There are some trade-offs, as I mentioned earlier. Residents have to spend at least 183 days per year in Puerto Rico per year. The well-to-do should at least be aware of the criminal element. It has a population of 4 million… packed into a geography that is smaller than the state of Connecticut. It has a high violent crime rate.
There are also some cynics out there. Cynics with good reason to be! You and I understand why Puerto Rico is being so aggressive in its tax reforms: to draw in the wealth. So a millionaire or billionaire living in the US is worth 39% in marginal tax rate… maybe 20% in effective tax rate? Well, any percentage from a million/billionaire for Puerto Rico is more than what they had before. So 10% of wealth they never had in the country is a thrill! But that means 0% to the US. And that’s not okay.
Remember back when I suggested South American countries offer an open call to all disenfranchised Americans with an easy path to residency or citizenship to get their wealth and productive ethic in their borders? Okay, well, here’s the potential down side to that: the USSA gets angry. And what does an angry America do? It starts to leverage its might and flex its fiscal muscles. Now, most of South America could probably afford to tell the US to sod off. In fact, Ecuador is fine to do just that… and could likely get more from a friendly offer like Puerto Rico than any foreign aid.
Puerto Rico, on the other hand, is economically suffering. It gets $22 BILLION in subsidies and aid from the US. That’s 25% of their GDP. Can they make THAT back in billionaires without and before buckling under the financial pressure of the US?
The cynics will say that while things look good now, Puerto Rico will not be able to sustain these tax friendly waters as long as they claim. But what did I say at the very beginning? There is no ONE silver bullet. There are just a lot of different options, and diversification is the key to success.
Whatever the risks are, large pharmaceutical corporations like Amgen and Pfizer along with the likes of Microsoft seem to find the advantages are worth it. There are the likes of John Paulson who are sincerely looking at it as a viable option… with ten other similarly financially situated individuals. It’s worth learning the finer points for those who need to stay connected to the United States, but would like the tax benefits of expatriation.
Good article. There are many other favorable tidbits that can be gained from Puerto Rica (PR) residency.
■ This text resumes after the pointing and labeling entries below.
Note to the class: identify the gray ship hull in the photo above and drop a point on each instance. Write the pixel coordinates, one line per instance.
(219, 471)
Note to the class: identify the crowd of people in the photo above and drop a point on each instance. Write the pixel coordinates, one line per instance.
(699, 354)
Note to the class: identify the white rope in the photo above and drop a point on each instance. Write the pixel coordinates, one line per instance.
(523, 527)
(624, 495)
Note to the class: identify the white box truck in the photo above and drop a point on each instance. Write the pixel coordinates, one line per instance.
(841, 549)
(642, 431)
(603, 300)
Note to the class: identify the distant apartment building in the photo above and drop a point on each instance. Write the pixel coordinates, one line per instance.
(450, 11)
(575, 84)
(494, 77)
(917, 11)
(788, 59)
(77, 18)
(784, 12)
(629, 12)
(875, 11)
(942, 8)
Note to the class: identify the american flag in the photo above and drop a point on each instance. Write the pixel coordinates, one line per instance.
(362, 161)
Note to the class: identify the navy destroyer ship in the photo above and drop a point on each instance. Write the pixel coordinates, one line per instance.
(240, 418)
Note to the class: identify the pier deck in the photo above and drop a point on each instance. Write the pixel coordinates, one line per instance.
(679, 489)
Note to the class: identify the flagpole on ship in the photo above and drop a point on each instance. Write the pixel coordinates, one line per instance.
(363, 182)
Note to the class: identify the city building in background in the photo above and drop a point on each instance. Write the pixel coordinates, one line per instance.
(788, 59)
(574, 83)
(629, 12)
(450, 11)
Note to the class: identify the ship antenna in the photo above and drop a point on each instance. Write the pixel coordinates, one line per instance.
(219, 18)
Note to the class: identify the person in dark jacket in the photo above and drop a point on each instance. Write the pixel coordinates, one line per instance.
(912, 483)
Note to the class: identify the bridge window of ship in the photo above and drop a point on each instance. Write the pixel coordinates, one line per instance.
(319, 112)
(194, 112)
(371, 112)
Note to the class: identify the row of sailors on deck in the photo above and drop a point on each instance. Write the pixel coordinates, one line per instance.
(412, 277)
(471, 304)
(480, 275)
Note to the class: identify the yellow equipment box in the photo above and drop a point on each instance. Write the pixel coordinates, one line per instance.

For instance if one arranges their financial affairs so that no personal income is derived from the US proper you do not have to file anything at all with the IRS and can even avoid the 8898 filing (see next item).
If one sets up a PR company (LLC or Corporation) that gets all of its income from outside PR (but not in the US directly) it can qualify for the 4% or even 0% tax rate. Taking a distribution personally from that entity can be a 0% individual rate as well (if set up right). Also if the company distribution is, say, dividends one can take up to $75,000 without having to file IRS form 8898. This form puts the IRS on notice that you have taken up residency in a US possession and should be avoided. Also you have saved the 7.65% FICA payroll tax. Leave any net income above the $75,000 threshold in entities to take advantage of tax deferral.
I have written a step by step plan on this and the first week of January will be actually doing it. I’ll write back then on this and any boots on the ground findings.
Thanks for the feedback Patrick. I’d love to see your write up about that. We may even consider publishing it if you are interested.
Kelly,
Great article. That is a great option for some of us that need to stay connected to the US, for whatever reason.